C'est ainsi, par exemple, qu'il est précisé, dans le brevet des Etats-Unis d'Amérique n[deg.] 3.600.101, que : "Une cavité 52 contenant un fluide de refroidissement et de dimensions assez grandes
est disposée au-dessus d'une partie importante du passage 50 et au-dessus de l'ensemble de la cavité 49 du joint, ce qui permet d'abaisser considérablement la température de la très faible quantité de fluide pompé qui pénètre dans la cavité 49 du joint ou en sort".
Dans le brevet des Etats-Unis d'Amérique n[deg.] 3.005.518 est décrit un système contenant un lubrifiant liquide qui se refroidit en circulant dans un récipient extérieur dans lequel est logé un serpentin de refroidissement.
L'utilisation d'un appareil de refroidissement distinct
du carter qui renferme les pièces à refroidir peut présenter des inconvénients dans la cas d'un système de "graissage en vase clos". Ce dispositif connu nécessite des éléments extérieurs en plus d'un carter qui, par lui-même, est peu encombrant.

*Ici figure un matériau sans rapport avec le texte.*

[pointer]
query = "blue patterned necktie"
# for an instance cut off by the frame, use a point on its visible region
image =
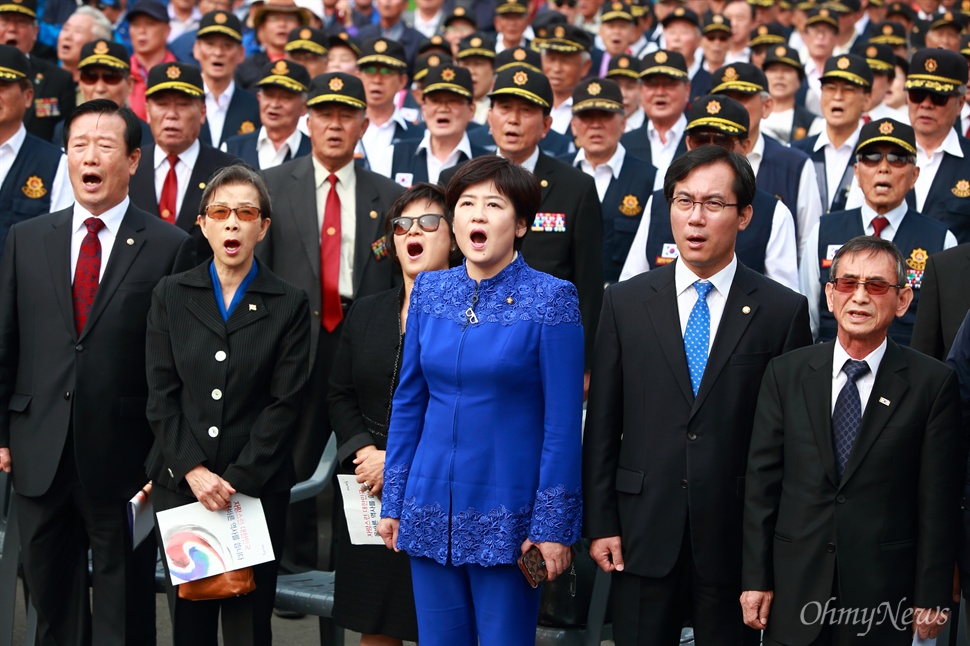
(848, 412)
(697, 336)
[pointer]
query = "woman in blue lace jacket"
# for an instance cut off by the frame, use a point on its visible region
(483, 452)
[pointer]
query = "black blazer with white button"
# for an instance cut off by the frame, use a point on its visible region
(226, 394)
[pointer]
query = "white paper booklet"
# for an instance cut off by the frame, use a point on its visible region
(363, 511)
(199, 543)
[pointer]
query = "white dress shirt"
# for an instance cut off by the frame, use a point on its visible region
(106, 236)
(809, 270)
(62, 193)
(183, 171)
(347, 192)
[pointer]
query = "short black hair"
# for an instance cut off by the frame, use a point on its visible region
(238, 174)
(514, 182)
(107, 106)
(744, 185)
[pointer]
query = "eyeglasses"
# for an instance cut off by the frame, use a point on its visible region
(221, 212)
(918, 96)
(686, 205)
(873, 287)
(896, 160)
(428, 222)
(110, 77)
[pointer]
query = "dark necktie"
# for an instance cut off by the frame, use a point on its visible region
(330, 259)
(170, 191)
(848, 412)
(87, 273)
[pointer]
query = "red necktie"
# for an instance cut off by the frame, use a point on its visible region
(170, 191)
(87, 273)
(330, 259)
(878, 224)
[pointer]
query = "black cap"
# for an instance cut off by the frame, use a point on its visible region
(597, 94)
(937, 70)
(449, 78)
(104, 52)
(337, 87)
(518, 56)
(530, 86)
(307, 39)
(681, 13)
(887, 131)
(771, 34)
(714, 22)
(383, 51)
(568, 39)
(13, 64)
(220, 22)
(177, 77)
(744, 78)
(285, 74)
(848, 67)
(784, 55)
(149, 8)
(476, 44)
(719, 112)
(664, 62)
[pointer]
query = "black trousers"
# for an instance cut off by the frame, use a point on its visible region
(652, 611)
(56, 531)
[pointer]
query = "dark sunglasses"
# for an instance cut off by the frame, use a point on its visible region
(110, 77)
(428, 222)
(918, 96)
(221, 212)
(897, 160)
(873, 287)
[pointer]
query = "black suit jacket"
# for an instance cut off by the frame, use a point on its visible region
(143, 192)
(888, 528)
(291, 247)
(943, 302)
(654, 456)
(52, 379)
(267, 343)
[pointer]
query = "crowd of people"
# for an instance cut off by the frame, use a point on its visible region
(735, 230)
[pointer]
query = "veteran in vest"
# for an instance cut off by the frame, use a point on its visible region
(886, 170)
(766, 245)
(33, 173)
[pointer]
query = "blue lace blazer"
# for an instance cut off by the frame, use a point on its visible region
(485, 438)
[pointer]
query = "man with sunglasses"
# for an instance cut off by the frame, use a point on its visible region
(854, 472)
(885, 169)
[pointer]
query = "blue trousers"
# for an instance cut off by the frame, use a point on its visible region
(465, 605)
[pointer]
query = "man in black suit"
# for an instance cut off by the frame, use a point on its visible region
(174, 171)
(54, 96)
(75, 288)
(670, 408)
(852, 491)
(302, 196)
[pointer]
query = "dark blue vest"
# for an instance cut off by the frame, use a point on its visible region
(917, 238)
(26, 191)
(751, 244)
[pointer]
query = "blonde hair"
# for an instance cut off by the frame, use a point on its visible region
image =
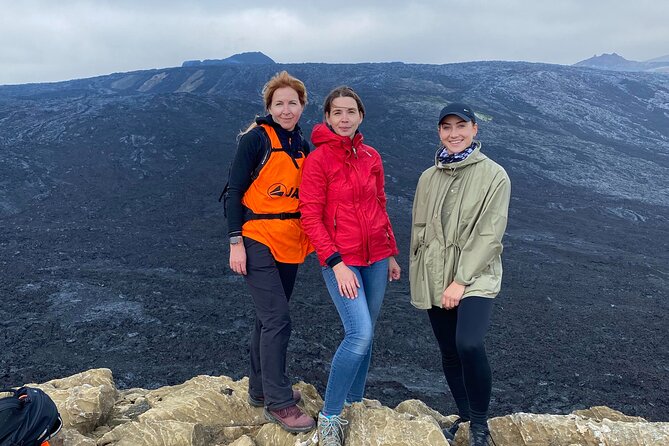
(280, 80)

Il est également de pratique courante d'employer des serpentins pour refroidir des liquides. On peut citer, à ce propos, le brevet des Etats-Unis d'Amérique n[deg.] 1.639.680 qui représente une boite de vitesses contenant une huile lubrifiante refroidie par un serpentin logé dans le carter, et le brevet des Etats-Unis d'Amérique n[deg.] 3.526.273 qui décrit un échangeur.de chaleur à serpentin contenant un fluide à refroidir.
L'invention a pour objet un dispositif de graissage comprenant des organes d'étanchéité destinés à rendre étanche un espace compris entre un carter et un arbre qui le traverse et, dans cet espace, un moyen de graissage servant à lubrifier ces organes, caractérisé en ce qu'il comporte, logés dans cet espace, des moyens de réglage servant à régler la température de ce moysn de graissage.
Ledit arbre peut être un arbre tournant (ou arbre rotatif), et le moyen de graissage peut être un lubrifiant. Les moyens de réglage de la température peuvent être placés dans le lubrifiant et ils peuvent comporter un serpentin renfermant le fluide de refroidissement du lubrifiant. Le serpentin peut être fixé, tout en le traversant, à un couvercle détachable du carter, ce qui permet de le retirer facilement. Le serpentin peut être muni d'un raccord de fixation au couvercle. Le lubrifiant peut entrer dans ledit espace et en sortir respectivement par un élément d'admission et par un élément d'échappement, ces deux éléments appartenant, de préférence, au couvercle du carter.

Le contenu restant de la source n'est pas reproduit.